To complete the picture, Cletta coughed up $1,200 for a gas fireplace, made of three-foot-wide concrete basin that hold black sand and crushed, tumbled glass (available at building-supply stores). “It’s the one splurge I’ll mostly have to leave behind,” he concedes, “since the gas line alone cost $800.” But he’s hardly been burned by dropping cash on his ring of fire-not only is it gorgeous, it ensures the garden remains a hot spot well into the night. A perfect (and portable)

Cletta enclosed the yard with a privacy hedge, using fern pines to both define its boundaries and shield the garden from street noise, adding a fruitless olive tree for an accent. He filled the yard with various shades of green: mock orange, spring bouquet Laurustinus, Himalayan blue bamboo, sago palm and star-jasmine. It’s reserved and disciplined design, without frills or excess.

“I picked a color scheme that was simple and ever-green, “Cletta explains. “not a lot of attention was given to flowering plants; I was looking for differing shapes and textures to create the visual interest. There’s a lot of dark green, contrasted with dustier shades, chartreuse and silver. The greens are cooling and calming, and they harmonize with the bluestone.”

The plants he selected are also low-maintenance (the Gordons are not avid gardeners), pest-resistant and perennial. “I selected a palette that is timeless-it doesn’t look that different from winter to spring,” he explains. “I wanted them to be able to enjoy their garden all year round.”

To that end, Cletta made the outdoor living room the garden’s focal point, draping its steel trellis with climbing grapevines. “The vines will continue to grow and climb, getting thicker, creating more shade and shelter,” he says. Cletta added space heaters, outdoor lighting and a fire pit: a simple concrete bowl, filled with lava rocks, equipped with natural gas jets. It provides the space with both an aesthetic and a social centerpiece. “It draws people outside, “he says, “away from the television.”

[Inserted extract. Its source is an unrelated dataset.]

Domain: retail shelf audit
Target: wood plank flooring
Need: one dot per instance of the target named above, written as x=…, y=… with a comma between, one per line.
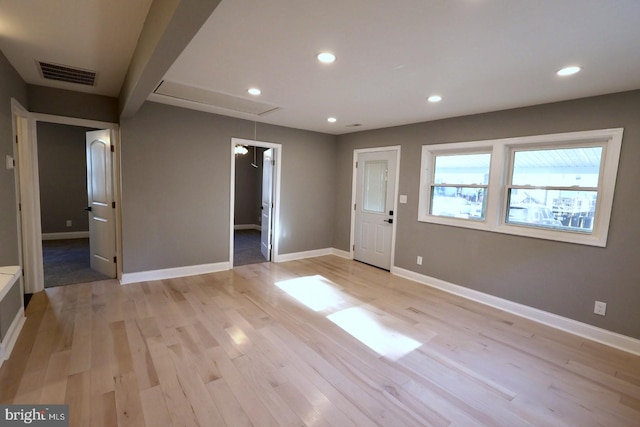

The overall impression is of disciplined serenity. The garden is lush, without being excessive, complementing the fresh, contemporary look of the house and reflecting the owner’s urbane sensibilities. “The house is minimalist in the use of decoration,” says Cletta. “The artistry is in the woodworking and the materials, rather than in ornamentation. The garden masks the house, so it does not seem so austere.”

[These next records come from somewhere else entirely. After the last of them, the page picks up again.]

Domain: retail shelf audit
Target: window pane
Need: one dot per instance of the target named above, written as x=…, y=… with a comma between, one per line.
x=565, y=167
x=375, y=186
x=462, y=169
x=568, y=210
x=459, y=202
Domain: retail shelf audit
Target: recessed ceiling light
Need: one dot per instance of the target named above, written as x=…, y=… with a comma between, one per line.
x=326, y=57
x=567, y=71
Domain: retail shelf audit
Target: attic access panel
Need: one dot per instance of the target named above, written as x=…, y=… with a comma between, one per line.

A Studio/office was added to the property to allow Susan Gordon to work at home, and the garden provides a soothing view from her desk. An elevated deck off the master bedroom opens out to a private corner of the garden-shady and obscured by overhanging plants, providing another corner of respite for the busy couple.

Visitors describe the couple’s garden as “Japanese” or “Zen.” Indeed, there is an Asian flavor to the garden, with its clean straight lines, reserve and meditative atmosphere. It was designed to instill calm as well as conviviality, as a refuge for its owners to show with one another and with friends. Once inside the cool, green enclosure, chaos recedes, and is replaced by peace.

“People who come to visit don’t want to leave,” says Susan.

For Cletta, it remains a work in progress. “A garden is never really done,” he says. “It’s living, changing thing. And over the years, the clients and their needs change, too. It’s a lifelong commitment, watching over it.”